Samson Porcelain Pitcher, ca. 1850
Appraised Value: $300 - $500 (2012)
IMAGE: 1 of 3
Appraisal Video: (2:57)
Decorative Arts, Pottery & Porcelain
Quinn's Auction Galleries
GUEST: My father collected these Dr. Wall Worcester. He collected them over many years in the '40s and '50s and probably into the early '60s. He lived in New York City at the time. It was really one of his passions.
APPRAISER: So, do you have more of them?
GUEST: There were 35 or 40. My father died almost 30 years ago, and about ten years ago, my mother moved from New York, and one of the provisions my mother said was that each one of us should be able to pick a piece out.
APPRAISER: Why did you pick this one?
GUEST: I really like it.
APPRAISER: Why do you think it's Dr. Wall?
GUEST: Because that's what I was told it was.
APPRAISER: Three or four of us were looking at it at the table and it's a beautiful piece. Let's take a quick look to the bottom, and we have the classic Worcester seal mark. Now there are some other numbers here. Typically, those would be inventory numbers, not necessarily relevant to the piece. Now, I have to tell you, we spent some time on it, and we really like the piece. But we don't think it's Dr. Wall.
GUEST: You don't.
APPRAISER: We do not. In fact, we know it's not Dr. Wall.
APPRAISER: It does have the Royal Worcester mark, it has all the callings of a Royal Worcester piece. And like I said, there were three of us on it, looking at it, feeling, "What's wrong with it? What's not right about it?" And began to ask some questions. The first thing is that it's made of a hard-paste porcelain. And the early first period Worcester, which is typically what it's referred to today. You know, Dr. Wall started the Worcester factory in 1751. And it was the first period-- or the Dr. Wall period, as you refer to it-- ended in 1783. Okay, so that would be the era that we're looking at. And all of that work was done in soft paste. This is a hard paste piece. The craftsmanship is fantastic. But we get up into the face here, and it's not quite what we would expect. There's a company called the Samson Porcelain Factory in Paris and are known as the great copyists.

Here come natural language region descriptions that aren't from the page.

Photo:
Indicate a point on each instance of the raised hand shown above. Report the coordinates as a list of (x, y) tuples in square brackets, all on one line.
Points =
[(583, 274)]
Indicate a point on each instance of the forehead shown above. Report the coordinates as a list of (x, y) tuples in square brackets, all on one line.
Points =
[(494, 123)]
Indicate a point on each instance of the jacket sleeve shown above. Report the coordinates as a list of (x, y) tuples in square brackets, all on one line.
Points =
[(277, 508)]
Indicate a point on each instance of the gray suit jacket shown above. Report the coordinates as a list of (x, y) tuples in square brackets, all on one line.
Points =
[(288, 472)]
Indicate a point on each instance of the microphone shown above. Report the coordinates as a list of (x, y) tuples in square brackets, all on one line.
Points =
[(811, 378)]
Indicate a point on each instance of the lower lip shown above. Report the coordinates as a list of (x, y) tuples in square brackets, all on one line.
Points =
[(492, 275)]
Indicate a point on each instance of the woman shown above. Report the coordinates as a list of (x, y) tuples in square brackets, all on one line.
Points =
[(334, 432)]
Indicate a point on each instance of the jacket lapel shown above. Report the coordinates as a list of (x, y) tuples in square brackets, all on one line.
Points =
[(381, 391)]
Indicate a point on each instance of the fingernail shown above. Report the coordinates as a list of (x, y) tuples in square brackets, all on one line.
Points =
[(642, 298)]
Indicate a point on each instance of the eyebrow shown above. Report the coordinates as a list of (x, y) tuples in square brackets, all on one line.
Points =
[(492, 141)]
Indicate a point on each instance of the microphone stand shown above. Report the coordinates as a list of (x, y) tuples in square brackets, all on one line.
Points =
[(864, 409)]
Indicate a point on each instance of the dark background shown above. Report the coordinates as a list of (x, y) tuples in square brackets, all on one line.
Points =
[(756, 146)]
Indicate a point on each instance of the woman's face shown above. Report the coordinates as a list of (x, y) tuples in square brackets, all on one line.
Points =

APPRAISER: The great forgers, if you will. And they were producing pieces all throughout...the German copies, the Meissen copies, the Dresden copies. The only person that could have done this was Samson. It is a great piece, the work is fantastic. A little heavier than we would expect it to be, and we also see very close along this edge an unfinished ring. That was also a bit of a surprise for us. So those are some of the things that keyed us off. We've also done a little bit more research and have found the exact form listed as a Samson piece. When he was buying and collecting in the '40s and '50s, nobody would have known. It's really the work that we've done in the last 20 years that has brought some of this to light and helped us understand what we were looking at. An auction estimate might be $300 to $500. Had it been first period Worcester, would have expected it to be somewhere between $1,500 and $2,500.
GUEST: Okay, well, I guess that's why one comes to find that kind of thing out.
APPRAISER: And it's a great piece. Just not first period Worcester.
GUEST: Just not quite what it is, yeah. Okay.